Herald editor, Quentin D. Fortesqueue has been re-admitted to Rochdale General Hospital for surgery to remove his tongue from his cheek.
The jaded and cynical hack-in-chief of Rochdale’s only quality satirical organ had very recently been discharged from the same hospital following a collapse when he accidentally saw quality journalism in The Daily Mirror. Fortesqueue (72) tried to give an interview on his way into surgery. “Mumph argle phewm ikkle droobsedary,” he remarked. His doctor, Bellenda Hubris, explained: “Satirism has become a very dangerous profession. Keeping one’s tongue in one’s cheek for extended periods of time can lead to it getting stuck there. Unless we can free it, Mr. Fortesqueue might never speak clearly again.”
Happily for Rochdale and satire lovers everywhere, Mr. Fortesqueue is expected to make a full recovery. Satire is now ranked third in Rochdale University’s list of the most dangerous professions, coming just beneath chainsaw juggling and irony mining. “It’s not just tongue-in-cheek-stukkyitis (as it is known in the medical profession)”, said Professor Don Task of the University’s department of labour studies, “but repeatedly asking a satirist if he or she thinks they are funny can cause lasting mental problems.”
Dr Hubris is no stranger to work-related illness. She recently had to remove hundreds of thousands of Labour Party members from Jeremy Corbyn’s anus after he threatened to explode.
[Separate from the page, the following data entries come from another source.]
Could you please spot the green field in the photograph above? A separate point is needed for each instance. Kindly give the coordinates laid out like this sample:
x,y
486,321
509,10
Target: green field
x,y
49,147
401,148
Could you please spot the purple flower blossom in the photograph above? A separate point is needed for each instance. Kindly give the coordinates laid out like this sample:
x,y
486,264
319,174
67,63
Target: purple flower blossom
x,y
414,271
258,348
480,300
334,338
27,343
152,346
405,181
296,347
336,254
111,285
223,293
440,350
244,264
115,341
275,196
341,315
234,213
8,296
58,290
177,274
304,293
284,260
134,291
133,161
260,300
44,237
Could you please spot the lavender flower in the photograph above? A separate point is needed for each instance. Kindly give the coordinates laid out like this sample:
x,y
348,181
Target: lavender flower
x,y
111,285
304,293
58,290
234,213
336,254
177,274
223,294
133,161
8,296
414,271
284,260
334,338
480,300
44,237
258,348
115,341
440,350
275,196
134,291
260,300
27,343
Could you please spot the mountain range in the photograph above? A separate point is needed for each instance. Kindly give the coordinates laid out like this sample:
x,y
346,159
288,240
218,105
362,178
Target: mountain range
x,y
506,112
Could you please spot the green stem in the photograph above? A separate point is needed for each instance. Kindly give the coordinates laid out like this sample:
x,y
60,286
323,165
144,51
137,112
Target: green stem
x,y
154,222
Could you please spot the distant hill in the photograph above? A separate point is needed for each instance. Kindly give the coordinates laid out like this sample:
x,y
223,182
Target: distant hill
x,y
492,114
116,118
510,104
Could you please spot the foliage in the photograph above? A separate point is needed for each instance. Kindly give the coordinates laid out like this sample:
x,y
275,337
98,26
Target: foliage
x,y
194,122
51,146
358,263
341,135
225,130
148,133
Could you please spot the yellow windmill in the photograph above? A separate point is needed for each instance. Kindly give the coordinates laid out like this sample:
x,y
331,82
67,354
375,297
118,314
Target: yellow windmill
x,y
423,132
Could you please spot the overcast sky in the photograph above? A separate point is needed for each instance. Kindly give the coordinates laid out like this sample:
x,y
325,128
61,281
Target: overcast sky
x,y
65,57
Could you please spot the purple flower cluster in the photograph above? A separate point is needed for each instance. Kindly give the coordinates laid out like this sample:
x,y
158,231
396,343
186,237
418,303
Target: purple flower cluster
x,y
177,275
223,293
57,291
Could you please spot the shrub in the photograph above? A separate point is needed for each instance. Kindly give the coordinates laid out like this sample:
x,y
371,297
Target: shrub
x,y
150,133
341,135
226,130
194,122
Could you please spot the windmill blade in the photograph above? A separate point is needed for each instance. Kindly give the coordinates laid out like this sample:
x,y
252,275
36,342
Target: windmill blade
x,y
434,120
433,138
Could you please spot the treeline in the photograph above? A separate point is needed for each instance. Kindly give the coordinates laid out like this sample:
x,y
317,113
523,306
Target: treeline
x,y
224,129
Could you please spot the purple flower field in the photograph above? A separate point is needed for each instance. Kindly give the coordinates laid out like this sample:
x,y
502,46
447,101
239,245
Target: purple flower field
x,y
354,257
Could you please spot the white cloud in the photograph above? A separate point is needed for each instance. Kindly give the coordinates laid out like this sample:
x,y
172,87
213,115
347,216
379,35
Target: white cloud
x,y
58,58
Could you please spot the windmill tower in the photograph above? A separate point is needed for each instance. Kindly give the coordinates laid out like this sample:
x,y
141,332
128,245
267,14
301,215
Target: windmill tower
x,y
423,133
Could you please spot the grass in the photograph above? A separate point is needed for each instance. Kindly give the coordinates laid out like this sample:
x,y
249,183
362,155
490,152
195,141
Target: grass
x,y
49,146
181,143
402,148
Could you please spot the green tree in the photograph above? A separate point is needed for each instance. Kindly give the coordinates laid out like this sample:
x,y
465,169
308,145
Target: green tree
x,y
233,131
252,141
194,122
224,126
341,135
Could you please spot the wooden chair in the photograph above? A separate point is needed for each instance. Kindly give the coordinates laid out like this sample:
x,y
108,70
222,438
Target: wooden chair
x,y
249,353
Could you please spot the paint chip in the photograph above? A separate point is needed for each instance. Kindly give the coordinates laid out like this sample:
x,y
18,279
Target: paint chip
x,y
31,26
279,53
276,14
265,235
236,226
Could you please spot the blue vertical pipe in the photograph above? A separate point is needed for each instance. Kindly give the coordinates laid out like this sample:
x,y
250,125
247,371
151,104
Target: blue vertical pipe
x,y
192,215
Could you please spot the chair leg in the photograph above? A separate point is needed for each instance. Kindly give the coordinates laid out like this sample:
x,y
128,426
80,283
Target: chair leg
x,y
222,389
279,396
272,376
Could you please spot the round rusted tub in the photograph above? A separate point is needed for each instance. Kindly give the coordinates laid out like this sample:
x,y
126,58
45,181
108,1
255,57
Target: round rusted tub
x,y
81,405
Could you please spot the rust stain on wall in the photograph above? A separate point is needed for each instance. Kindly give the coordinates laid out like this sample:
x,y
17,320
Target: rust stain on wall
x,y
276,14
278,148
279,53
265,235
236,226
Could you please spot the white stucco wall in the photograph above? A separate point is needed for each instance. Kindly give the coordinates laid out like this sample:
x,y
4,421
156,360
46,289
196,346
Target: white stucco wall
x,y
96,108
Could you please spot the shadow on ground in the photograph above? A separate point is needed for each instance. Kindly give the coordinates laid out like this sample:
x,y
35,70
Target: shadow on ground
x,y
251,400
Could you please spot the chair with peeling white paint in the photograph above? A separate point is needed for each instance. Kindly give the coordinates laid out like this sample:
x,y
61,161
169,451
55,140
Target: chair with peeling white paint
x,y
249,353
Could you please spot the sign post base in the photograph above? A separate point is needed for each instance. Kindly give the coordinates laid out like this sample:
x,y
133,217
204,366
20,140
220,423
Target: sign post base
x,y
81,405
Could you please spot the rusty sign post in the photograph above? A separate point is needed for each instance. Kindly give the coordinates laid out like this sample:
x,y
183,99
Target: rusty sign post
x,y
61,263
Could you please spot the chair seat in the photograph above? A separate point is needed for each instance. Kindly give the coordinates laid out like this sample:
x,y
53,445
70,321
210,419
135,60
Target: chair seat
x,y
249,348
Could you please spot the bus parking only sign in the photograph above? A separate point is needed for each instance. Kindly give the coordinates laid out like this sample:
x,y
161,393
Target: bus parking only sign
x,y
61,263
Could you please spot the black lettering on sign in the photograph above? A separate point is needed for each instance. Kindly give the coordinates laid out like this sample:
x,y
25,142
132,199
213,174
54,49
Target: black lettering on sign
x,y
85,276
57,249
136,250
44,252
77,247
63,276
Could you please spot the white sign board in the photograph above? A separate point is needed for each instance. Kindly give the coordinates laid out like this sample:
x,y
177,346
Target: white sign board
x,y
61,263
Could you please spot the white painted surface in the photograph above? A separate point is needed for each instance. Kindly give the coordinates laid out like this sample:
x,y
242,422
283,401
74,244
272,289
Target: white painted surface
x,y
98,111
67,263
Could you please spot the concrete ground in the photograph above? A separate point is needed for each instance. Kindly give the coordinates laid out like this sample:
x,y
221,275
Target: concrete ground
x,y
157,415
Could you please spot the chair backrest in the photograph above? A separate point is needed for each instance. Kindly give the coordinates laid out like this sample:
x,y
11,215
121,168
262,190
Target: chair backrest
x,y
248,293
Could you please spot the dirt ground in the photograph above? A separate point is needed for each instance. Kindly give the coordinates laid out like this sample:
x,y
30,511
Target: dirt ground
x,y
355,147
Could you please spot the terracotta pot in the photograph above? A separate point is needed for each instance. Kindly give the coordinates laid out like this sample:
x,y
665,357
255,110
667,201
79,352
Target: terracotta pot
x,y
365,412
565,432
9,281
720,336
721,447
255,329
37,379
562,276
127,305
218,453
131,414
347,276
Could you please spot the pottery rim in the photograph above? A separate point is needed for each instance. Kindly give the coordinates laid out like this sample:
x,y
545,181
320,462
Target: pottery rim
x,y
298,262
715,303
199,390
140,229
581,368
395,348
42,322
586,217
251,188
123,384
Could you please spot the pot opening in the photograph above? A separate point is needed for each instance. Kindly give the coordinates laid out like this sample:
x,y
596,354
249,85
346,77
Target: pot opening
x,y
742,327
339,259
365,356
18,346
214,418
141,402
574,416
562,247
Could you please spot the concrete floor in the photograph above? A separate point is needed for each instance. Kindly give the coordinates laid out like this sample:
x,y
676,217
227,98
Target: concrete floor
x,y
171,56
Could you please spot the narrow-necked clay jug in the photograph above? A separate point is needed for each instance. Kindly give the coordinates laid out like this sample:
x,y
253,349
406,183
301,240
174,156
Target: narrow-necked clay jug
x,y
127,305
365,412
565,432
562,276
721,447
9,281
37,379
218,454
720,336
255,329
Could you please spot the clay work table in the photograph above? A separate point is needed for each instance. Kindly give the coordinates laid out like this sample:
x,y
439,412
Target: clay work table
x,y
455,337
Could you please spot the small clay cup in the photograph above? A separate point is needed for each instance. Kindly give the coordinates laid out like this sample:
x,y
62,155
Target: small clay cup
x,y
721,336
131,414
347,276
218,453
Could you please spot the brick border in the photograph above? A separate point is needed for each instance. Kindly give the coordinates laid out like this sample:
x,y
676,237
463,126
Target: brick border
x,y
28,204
She has also been retained by the White House as a medical advisor following an outbreak of highly infectious Cockwomberly in Washington, a disease which was previously thought to be only found in right-wing illiterates in the UK, but which has travelled to the US, possibly in a consignment of bull shit.
Cockwomberly vaccinations are to be offered, free of charge, in adult education centres in Rochdale.